There's something about assembling a teriyaki quinoa bowl that reminds me of those nights when I wanted to eat well but didn't have the energy for complicated cooking. I'd been eyeing spiralizers at the market for months, and when I finally grabbed one, this bowl became my go-to way to use it. The combination of crispy tofu, bright vegetables, and that glossy teriyaki sauce came together faster than I expected, and suddenly I was making it twice a week for lunch prep.

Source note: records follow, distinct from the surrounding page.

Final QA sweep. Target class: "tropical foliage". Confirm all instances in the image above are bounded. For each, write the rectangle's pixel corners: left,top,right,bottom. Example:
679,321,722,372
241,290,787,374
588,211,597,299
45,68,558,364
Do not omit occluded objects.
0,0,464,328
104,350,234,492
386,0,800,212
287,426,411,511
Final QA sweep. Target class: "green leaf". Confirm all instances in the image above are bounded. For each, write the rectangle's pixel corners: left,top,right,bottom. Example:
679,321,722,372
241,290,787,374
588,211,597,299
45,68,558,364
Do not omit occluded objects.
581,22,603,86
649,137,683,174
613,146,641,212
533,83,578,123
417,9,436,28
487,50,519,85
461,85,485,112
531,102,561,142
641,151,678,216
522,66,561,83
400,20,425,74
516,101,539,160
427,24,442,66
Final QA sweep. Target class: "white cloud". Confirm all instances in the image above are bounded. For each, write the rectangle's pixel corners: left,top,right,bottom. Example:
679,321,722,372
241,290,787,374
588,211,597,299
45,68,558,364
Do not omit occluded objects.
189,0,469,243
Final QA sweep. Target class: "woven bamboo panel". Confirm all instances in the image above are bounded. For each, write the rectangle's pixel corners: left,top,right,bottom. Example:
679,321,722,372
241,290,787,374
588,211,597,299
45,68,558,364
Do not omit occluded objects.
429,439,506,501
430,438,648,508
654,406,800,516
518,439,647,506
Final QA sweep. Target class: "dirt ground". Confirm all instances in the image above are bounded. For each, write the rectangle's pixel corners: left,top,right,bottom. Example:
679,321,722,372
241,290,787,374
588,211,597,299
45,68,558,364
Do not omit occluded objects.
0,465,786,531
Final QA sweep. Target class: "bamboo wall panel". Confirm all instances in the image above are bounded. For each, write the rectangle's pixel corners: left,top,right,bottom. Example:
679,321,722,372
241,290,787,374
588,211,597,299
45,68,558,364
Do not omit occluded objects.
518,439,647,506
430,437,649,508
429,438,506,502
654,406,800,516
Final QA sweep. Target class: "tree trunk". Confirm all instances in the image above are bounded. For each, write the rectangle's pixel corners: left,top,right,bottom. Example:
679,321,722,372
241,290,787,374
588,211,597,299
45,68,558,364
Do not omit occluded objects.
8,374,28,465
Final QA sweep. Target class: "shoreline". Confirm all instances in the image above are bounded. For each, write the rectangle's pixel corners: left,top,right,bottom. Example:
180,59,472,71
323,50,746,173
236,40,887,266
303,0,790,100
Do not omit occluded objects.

I made this for my roommate who'd just started eating more plant-based, and watching her face light up when she bit into the crispy tofu felt like I'd cracked some kind of code. She'd been nervous that healthy eating meant bland food, and this bowl completely proved her wrong. Now she requests it on Sundays, and I've started doubling the sauce because apparently that's the part she looks forward to most.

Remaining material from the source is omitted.